Alcohol consumption is influenced by specific genetic risk factors for alcohol use disorders (AUDs), non-specific genetic risk factors for externalizing behaviors and various environmental experiences. We have limited knowledge of how these risk factors inter-relate through development.


Retrospective assessments in 1796 adult male twins using a life history calendar of key environmental exposures and alcohol consumption from early adolescence to mid-adulthood. Analysis by linear mixed models.
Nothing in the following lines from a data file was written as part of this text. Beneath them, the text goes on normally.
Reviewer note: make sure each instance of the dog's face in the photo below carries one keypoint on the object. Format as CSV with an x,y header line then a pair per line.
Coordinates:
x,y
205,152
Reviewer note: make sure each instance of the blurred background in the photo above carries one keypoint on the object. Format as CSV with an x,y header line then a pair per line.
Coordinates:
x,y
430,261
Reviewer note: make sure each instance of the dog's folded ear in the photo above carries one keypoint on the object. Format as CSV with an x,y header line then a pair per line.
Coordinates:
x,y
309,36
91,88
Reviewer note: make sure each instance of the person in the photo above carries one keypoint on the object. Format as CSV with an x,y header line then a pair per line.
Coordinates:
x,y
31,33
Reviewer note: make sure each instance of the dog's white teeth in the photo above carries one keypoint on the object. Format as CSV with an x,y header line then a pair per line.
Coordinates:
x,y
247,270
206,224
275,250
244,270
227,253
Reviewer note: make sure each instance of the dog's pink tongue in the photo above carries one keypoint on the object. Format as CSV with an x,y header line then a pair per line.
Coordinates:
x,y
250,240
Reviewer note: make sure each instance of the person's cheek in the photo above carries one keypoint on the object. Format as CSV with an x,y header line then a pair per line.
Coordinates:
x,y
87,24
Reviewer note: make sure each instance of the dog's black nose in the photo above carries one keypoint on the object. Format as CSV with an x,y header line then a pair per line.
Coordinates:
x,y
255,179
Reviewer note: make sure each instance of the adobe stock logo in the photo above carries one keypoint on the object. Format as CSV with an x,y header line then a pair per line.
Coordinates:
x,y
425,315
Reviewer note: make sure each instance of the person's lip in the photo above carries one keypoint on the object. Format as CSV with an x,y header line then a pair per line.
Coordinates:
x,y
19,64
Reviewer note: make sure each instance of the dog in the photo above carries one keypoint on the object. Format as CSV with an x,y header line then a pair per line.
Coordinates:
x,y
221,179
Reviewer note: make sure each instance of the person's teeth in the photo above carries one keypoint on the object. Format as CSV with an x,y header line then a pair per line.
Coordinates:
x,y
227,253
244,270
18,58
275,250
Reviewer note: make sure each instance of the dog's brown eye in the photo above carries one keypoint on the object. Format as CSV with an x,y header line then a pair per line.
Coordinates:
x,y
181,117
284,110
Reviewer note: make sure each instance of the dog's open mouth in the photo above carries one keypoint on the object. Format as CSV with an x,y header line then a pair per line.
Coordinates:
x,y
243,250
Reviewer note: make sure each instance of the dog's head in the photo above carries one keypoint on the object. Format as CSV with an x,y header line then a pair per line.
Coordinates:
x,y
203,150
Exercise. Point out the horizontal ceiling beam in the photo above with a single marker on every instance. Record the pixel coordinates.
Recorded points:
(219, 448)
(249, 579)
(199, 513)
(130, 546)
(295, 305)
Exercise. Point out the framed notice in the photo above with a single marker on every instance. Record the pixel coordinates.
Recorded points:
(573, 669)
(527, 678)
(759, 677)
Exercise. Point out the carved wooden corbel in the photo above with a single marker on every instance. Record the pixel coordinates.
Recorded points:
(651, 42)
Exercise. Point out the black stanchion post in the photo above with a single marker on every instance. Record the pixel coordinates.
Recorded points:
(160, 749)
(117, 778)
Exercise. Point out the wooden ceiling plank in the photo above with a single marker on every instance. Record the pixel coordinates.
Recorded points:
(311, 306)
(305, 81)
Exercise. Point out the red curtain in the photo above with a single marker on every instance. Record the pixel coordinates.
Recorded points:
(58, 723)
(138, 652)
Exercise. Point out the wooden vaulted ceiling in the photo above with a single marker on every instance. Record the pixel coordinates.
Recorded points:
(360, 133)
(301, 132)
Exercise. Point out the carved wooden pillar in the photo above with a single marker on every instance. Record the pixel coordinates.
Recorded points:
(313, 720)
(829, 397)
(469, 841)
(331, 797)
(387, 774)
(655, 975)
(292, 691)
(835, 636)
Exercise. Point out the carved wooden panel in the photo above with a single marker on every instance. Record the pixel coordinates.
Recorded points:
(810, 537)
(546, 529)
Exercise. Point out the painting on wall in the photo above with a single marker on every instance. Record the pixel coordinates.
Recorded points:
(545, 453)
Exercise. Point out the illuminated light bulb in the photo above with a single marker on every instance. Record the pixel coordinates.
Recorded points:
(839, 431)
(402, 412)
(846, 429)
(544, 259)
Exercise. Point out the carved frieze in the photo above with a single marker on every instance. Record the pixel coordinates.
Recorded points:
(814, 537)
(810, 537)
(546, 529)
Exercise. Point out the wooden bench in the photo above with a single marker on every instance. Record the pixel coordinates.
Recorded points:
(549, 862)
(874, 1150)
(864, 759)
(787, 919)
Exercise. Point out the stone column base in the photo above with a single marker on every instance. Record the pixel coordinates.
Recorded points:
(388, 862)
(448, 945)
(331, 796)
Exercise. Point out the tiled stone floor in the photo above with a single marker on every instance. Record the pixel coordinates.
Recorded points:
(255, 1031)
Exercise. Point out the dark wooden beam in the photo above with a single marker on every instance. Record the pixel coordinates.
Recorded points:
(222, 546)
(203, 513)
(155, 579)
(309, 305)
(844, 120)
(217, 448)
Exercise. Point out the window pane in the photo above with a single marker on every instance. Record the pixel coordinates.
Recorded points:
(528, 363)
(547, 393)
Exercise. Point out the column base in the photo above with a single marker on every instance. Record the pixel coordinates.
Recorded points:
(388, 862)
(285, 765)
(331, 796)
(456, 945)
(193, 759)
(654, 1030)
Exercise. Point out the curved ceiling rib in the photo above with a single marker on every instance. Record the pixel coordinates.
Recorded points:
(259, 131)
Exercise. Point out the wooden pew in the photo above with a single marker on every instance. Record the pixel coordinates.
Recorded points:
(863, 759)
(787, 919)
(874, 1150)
The importance of non-specific genetic risk factors on maximal alcohol consumption rose rapidly in early to mid-adolescence, peaked at ages 15–17 years and then declined slowly. Alcohol-specific genetic risk factors increased slowly in influence through mid-adulthood. We detected robust evidence for environmental moderation of genetic effects on alcohol consumption that was more pronounced in early and mid-adolescence than in later periods. Alcohol availability, peer deviance and low prosocial behaviors showing the strongest moderation effects. More interactions with environmental risk factors were seen for the non-specific externalizing disorder risk than for specific genetic risk for AUDs.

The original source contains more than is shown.